The origin story of Dry Land Distillers begins, as many good Colorado stories do, in a garage. In 2017, founder and president Nels Wroe was leaning over a workbench trying to assemble a five-gallon copper still he’d received as a gift. He had never bent or brazed copper before, but he was about to learn. Soon he was spending weekends running experimental batches, bringing samples into the house, and explaining the process to his kids.
Then his son asked a simple question: when were they going to build a bigger one? “That’s the moment it hit me,” Nels says. “Yeah, we’re gonna do this.” His family, apparently, had already arrived at the same conclusion. “They rolled their eyes and said, ‘Yeah dad, we know.’” Today, that backyard curiosity has evolved into Dry Land Distillers, a Longmont-based operation devoted to bottling the flavors of Colorado. For Nels, that meant looking past the picture-perfect versions of the state and into its tougher, quieter landscapes.
“It’s easy to get trapped in the stereotypical image of Colorado— cowboys, mountains, skiing,” he says. “But some of the most striking landscapes are the open plains or the scrub oak and juniper forests that don’t show up on postcards.”
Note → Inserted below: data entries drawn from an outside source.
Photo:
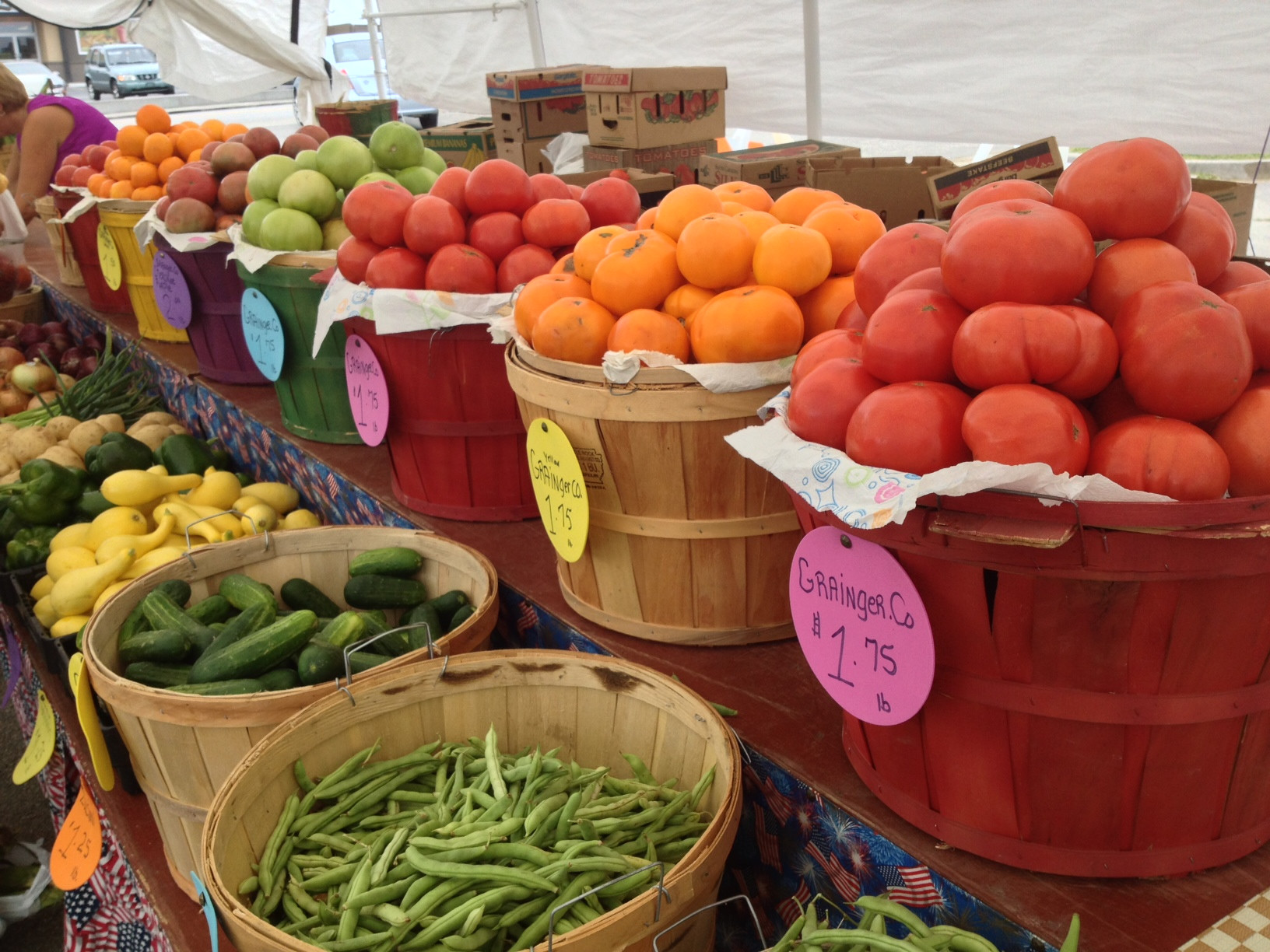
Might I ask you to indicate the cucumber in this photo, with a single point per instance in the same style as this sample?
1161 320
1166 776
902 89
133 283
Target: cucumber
301 593
158 676
165 645
241 592
384 592
216 688
258 652
390 560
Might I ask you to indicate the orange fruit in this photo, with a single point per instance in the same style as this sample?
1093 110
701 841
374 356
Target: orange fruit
791 258
795 205
132 140
681 206
848 229
645 329
189 140
542 291
592 247
168 166
747 324
746 193
715 251
573 329
156 148
154 118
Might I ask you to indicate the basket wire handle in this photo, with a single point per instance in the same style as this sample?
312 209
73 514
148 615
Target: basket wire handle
759 928
349 649
657 914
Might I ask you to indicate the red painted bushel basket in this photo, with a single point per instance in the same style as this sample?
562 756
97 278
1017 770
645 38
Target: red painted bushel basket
455 433
216 317
1101 698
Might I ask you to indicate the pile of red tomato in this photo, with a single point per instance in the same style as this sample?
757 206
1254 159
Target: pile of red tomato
475 233
1011 338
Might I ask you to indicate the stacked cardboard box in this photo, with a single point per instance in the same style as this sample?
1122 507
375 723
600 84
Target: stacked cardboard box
532 107
658 120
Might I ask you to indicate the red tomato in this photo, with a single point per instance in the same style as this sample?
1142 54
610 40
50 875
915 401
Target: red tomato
826 347
1236 275
1000 191
1007 343
376 211
912 427
1131 188
451 186
521 264
1205 234
462 269
610 201
396 268
826 397
431 225
1127 267
892 258
1161 455
1252 303
910 337
1018 250
556 222
1184 352
496 234
1021 423
1099 355
352 257
1244 434
496 186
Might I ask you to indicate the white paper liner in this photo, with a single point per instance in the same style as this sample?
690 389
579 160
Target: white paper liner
868 498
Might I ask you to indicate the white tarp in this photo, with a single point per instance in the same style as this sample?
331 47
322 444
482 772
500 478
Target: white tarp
932 70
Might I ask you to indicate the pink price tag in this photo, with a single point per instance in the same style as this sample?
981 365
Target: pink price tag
367 391
862 626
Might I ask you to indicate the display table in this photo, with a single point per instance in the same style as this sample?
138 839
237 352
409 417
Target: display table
809 824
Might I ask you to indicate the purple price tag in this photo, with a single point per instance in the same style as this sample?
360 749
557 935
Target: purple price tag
862 626
172 292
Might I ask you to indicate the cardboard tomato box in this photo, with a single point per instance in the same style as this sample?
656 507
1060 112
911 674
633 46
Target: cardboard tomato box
654 107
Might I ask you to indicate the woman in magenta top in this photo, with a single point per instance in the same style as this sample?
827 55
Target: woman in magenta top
48 128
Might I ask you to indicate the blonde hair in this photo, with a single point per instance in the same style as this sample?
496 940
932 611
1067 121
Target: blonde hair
13 94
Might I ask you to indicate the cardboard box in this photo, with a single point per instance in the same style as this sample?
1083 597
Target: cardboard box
654 107
893 187
524 86
775 168
679 160
1236 198
465 144
540 118
1035 160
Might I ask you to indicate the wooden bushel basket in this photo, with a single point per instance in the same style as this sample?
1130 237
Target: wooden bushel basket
689 542
184 747
593 707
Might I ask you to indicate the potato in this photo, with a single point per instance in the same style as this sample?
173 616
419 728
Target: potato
84 437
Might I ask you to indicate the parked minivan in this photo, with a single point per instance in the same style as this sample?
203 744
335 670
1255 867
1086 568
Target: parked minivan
124 70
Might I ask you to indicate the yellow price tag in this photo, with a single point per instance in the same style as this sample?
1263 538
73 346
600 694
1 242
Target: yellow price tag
559 488
89 721
108 257
44 738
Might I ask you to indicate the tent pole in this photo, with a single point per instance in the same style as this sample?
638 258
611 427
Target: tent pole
812 65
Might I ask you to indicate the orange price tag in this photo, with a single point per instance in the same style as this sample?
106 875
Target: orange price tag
78 848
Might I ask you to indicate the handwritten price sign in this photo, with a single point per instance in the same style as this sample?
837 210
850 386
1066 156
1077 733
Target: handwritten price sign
559 489
367 391
862 626
172 292
263 333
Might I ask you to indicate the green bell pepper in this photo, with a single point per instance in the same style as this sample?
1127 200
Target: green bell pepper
114 453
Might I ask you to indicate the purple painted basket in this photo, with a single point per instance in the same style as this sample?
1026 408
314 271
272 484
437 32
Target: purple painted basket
216 320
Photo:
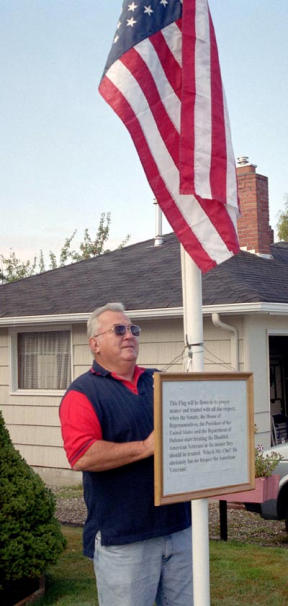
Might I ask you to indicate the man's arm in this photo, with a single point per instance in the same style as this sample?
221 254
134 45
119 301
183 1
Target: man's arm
103 455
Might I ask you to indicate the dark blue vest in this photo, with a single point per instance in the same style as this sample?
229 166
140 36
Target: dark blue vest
120 501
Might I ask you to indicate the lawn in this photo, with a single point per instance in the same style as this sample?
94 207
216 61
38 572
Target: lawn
241 574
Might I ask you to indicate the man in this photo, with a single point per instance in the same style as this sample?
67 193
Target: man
141 553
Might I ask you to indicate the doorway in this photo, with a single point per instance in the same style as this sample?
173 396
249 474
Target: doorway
278 355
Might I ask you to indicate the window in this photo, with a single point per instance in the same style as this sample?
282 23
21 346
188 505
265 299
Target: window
44 360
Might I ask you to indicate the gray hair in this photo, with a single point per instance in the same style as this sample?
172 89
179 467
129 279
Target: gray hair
93 322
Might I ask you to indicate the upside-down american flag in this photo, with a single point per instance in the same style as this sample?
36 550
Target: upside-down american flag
163 79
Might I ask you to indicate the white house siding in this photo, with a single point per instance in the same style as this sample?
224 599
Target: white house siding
256 353
33 420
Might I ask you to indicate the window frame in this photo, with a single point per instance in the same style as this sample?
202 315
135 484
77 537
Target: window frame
13 343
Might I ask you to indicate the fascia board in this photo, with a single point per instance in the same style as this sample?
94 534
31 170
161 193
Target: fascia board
151 314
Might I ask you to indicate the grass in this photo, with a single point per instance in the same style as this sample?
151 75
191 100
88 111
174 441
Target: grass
241 574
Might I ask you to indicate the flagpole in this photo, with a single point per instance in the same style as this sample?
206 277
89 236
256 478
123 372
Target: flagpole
194 362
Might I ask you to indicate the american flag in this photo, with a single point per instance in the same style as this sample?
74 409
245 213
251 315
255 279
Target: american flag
163 79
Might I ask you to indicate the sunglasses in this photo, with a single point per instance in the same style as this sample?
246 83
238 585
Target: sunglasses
121 329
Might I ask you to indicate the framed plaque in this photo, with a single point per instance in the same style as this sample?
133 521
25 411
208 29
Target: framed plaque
204 435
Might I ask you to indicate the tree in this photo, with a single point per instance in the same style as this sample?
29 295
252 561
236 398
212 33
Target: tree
282 224
12 268
30 534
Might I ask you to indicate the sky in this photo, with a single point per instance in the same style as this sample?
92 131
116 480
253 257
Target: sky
65 157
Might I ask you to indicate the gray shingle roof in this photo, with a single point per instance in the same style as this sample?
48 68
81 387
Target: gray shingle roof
145 277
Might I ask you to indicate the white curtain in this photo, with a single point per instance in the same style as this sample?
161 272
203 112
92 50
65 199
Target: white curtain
44 360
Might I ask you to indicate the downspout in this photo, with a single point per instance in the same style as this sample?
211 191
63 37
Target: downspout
234 339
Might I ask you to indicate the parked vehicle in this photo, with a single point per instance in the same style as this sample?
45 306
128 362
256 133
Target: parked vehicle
276 509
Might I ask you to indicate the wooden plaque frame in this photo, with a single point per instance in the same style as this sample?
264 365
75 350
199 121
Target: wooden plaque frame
237 385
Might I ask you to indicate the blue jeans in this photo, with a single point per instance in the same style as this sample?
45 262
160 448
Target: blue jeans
139 574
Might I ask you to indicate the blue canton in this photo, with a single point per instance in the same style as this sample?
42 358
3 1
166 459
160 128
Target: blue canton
140 19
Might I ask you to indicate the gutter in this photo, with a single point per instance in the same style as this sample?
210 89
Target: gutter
234 339
152 314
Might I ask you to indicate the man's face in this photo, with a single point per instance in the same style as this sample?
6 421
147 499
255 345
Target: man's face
109 349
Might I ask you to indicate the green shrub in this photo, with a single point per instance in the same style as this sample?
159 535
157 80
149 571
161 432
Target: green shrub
30 535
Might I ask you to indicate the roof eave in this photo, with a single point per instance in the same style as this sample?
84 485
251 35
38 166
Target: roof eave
151 314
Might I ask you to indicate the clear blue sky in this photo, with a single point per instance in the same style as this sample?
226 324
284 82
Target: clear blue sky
65 157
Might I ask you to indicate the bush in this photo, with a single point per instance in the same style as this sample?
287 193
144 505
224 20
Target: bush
30 535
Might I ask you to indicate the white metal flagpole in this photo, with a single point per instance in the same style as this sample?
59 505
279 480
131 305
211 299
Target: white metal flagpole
194 362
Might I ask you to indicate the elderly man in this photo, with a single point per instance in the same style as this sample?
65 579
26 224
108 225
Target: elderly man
141 553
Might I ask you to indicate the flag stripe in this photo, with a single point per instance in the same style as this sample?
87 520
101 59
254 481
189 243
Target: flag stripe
173 37
136 66
187 142
168 61
165 84
194 214
219 151
122 108
167 94
202 115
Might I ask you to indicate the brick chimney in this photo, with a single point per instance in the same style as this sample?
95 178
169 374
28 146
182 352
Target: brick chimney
254 230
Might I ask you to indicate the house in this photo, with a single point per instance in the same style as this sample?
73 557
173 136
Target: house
43 343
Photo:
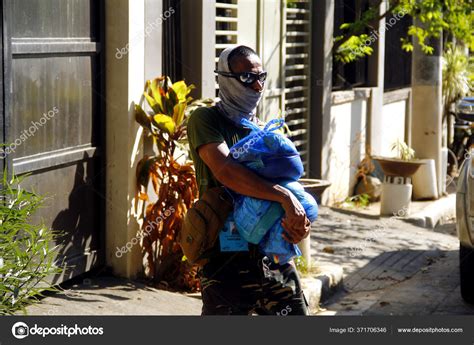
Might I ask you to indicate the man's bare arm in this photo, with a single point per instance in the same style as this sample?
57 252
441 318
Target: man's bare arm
244 181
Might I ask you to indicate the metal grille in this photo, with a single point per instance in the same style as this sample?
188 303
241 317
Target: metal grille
226 27
297 74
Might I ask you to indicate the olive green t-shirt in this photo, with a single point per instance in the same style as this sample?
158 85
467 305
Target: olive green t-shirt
205 126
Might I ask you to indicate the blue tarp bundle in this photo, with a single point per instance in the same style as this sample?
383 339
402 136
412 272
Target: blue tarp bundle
274 157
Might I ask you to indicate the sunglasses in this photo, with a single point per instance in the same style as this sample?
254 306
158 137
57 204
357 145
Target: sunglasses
246 78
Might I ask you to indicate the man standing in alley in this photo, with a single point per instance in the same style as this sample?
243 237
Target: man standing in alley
241 280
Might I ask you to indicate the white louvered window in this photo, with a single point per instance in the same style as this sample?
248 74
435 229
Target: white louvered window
297 74
226 26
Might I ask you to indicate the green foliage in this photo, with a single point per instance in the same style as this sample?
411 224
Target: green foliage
27 256
432 17
356 201
404 151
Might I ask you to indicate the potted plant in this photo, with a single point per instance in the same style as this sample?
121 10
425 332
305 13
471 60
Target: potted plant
174 187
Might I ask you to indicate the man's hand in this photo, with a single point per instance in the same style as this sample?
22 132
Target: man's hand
297 226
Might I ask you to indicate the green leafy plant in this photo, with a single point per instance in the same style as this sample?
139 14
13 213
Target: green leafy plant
431 17
356 201
27 253
174 182
404 152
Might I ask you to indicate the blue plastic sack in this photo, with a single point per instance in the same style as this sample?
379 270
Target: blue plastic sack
268 153
307 200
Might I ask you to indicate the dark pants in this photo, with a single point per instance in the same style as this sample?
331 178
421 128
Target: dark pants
247 282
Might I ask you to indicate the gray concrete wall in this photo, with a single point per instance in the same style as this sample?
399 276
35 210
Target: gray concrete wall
127 21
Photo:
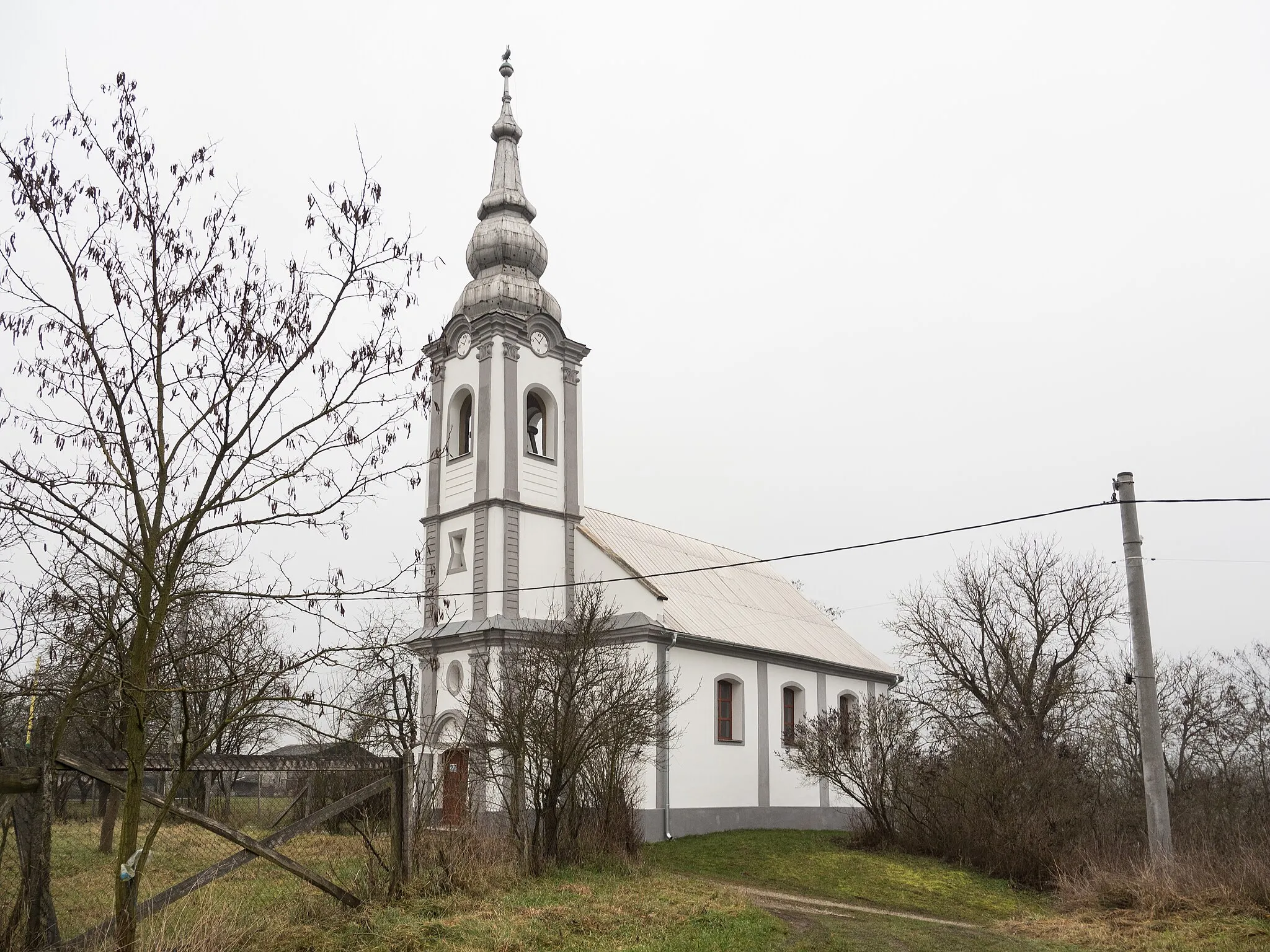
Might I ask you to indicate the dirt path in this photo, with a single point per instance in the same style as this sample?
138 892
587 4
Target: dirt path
791 903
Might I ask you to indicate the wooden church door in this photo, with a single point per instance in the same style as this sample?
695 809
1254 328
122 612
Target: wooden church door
454 787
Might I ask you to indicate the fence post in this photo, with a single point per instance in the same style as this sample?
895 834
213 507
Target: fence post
33 829
395 831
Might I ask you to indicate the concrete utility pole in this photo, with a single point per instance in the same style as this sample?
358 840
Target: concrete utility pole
1155 780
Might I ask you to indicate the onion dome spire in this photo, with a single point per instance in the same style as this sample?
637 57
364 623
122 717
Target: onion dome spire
506 255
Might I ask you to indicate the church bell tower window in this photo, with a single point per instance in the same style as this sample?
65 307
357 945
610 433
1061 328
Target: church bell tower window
539 426
461 425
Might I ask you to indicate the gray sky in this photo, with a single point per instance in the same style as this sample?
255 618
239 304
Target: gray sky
848 271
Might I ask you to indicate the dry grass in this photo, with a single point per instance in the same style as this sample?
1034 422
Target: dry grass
1233 881
83 880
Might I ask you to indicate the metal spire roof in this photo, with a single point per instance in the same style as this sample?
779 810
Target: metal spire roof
506 255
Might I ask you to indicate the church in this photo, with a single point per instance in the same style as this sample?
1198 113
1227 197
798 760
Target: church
507 528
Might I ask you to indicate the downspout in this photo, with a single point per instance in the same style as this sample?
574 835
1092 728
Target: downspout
666 804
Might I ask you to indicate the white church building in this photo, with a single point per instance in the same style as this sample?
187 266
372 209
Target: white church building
507 521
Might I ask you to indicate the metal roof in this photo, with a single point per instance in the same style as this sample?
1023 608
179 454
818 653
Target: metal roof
752 606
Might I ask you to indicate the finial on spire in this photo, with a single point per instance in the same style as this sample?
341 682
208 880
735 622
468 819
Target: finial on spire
506 255
506 71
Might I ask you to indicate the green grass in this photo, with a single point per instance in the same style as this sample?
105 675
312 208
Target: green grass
881 933
822 863
676 902
572 912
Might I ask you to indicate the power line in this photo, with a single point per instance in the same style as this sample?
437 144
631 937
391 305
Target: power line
858 546
808 553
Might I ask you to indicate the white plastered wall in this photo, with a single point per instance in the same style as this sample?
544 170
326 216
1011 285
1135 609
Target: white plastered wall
835 689
705 772
541 564
788 787
455 587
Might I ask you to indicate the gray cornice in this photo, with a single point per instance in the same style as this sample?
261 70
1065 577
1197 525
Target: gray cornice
511 328
630 627
497 500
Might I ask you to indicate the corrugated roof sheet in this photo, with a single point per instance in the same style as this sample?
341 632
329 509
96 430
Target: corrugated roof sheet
751 606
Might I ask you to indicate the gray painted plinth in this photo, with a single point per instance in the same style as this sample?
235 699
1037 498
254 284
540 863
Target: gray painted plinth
690 822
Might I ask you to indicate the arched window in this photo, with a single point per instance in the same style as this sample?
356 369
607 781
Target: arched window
729 710
791 712
849 719
461 425
536 434
724 710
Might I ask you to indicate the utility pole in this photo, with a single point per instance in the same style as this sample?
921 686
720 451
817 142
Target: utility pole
1155 780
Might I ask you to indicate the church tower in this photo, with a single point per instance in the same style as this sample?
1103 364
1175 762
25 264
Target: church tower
505 480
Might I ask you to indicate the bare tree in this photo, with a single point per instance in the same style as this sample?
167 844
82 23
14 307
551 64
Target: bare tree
1008 640
378 703
172 389
563 719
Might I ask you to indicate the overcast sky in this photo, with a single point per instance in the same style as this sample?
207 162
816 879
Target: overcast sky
848 271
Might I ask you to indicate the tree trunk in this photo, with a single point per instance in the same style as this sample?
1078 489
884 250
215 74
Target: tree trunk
110 815
130 822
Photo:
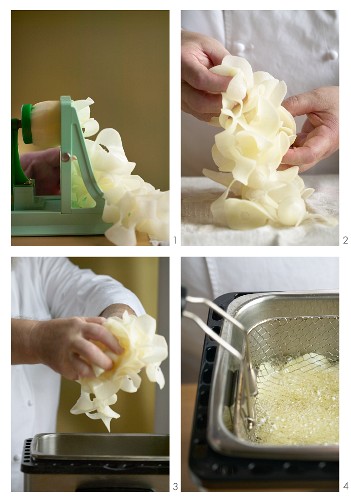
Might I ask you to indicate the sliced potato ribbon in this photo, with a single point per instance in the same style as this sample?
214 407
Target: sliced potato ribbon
143 349
257 133
131 204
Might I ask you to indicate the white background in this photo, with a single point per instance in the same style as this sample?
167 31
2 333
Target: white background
175 251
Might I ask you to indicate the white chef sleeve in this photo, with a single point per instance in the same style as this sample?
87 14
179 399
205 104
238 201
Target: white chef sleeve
71 291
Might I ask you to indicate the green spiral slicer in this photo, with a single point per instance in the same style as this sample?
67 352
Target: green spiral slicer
34 215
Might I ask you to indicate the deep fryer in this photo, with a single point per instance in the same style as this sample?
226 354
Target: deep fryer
96 462
223 459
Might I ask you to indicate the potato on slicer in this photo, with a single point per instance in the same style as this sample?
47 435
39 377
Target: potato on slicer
51 124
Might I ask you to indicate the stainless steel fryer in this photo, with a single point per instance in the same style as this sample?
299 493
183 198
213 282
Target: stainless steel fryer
96 462
278 325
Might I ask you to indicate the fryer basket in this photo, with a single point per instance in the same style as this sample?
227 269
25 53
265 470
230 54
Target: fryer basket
222 460
279 325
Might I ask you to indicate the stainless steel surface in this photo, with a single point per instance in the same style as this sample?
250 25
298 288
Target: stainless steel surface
278 324
112 447
98 483
248 373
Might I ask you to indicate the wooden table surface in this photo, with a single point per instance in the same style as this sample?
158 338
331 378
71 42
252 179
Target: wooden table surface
90 240
188 402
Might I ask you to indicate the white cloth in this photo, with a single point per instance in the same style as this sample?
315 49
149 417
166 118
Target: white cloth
42 289
197 228
299 47
211 277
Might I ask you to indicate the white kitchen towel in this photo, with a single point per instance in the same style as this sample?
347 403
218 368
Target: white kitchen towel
198 229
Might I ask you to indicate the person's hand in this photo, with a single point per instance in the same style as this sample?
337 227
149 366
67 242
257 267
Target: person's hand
201 89
68 345
44 167
319 136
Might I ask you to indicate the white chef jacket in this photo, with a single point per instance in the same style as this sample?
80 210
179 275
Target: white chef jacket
299 47
42 289
211 277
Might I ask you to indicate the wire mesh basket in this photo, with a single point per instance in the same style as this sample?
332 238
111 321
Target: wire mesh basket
294 347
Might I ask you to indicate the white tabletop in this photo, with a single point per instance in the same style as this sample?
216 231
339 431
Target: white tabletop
198 229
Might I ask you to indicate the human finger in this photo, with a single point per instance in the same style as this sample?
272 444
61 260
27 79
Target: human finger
199 77
311 152
201 102
302 104
80 369
99 333
91 353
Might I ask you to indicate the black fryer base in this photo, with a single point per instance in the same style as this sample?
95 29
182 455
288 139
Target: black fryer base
213 471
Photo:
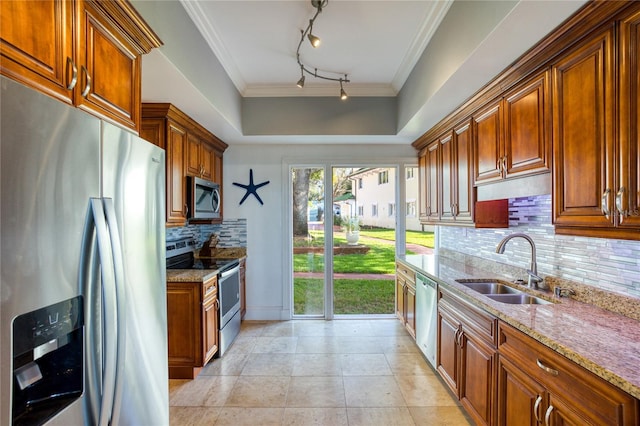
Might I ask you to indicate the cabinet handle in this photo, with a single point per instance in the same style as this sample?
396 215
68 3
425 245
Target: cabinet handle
545 368
604 203
74 75
547 415
87 85
619 195
536 408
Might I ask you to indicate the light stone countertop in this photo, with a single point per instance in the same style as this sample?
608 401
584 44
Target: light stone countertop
601 341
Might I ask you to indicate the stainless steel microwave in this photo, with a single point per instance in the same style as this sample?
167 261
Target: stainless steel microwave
203 198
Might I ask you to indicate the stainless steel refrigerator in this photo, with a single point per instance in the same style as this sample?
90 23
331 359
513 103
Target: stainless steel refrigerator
83 336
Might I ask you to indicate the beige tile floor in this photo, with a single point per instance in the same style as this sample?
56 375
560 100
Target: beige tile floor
315 372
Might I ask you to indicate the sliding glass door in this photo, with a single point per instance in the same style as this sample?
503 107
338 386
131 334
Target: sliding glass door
343 248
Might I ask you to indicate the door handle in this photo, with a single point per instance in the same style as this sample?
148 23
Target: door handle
547 415
604 203
619 205
74 75
536 408
87 85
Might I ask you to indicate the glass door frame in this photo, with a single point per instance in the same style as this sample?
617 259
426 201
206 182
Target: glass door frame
328 166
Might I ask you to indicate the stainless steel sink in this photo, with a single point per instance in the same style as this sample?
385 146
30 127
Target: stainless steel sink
518 299
490 287
502 293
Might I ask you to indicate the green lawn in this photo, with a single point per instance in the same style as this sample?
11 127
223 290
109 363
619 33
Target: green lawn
350 296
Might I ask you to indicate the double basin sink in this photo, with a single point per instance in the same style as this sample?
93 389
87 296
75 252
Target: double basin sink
503 293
Those overlooked places shape the spirits themselves. Instead of chasing conventional distilling ingredients, Nels built his recipes around what the land naturally offers: heirloom Antero wheat that survives the dry San Luis Valley, prickly pear cactus smoked over mesquite, and botanicals like spruce and juniper. “It’s not so much that I decided to work with these finicky ingredients,” he says. “It’s what the land decided.”
That philosophy extends to the people behind the crops. Dry Land works directly with Colorado farmers and maltsters, sometimes convincing them to revive grains that had nearly disappeared. “Distilling is agriculture,” Nels says. “The whiskey you’re sipping starts with a seed and a prayer in the parched San Luis Valley.”
Even the equipment reflects the same hands-on ethos. Early still designs were sketched “thoughtfully on a napkin,” then fabricated nearby in Broomfield. Nels jokingly describes his role as “chief problem solver,” constantly adapting to crop years, soil conditions, and Colorado’s famously unpredictable weather.
And sustainability isn’t just marketing language. From closed-loop energy systems to composted grain, Dry Land treats environmental responsibility as inseparable from flavor.
“It’s easy to make whiskey,” Nels says. “It’s a lot harder to craft something delicious that also has a positive impact on everyone who helped bring it to your glass.” The scale may have changed since those first garage experiments, but the idea hasn’t: start with what the land gives you and see what happens.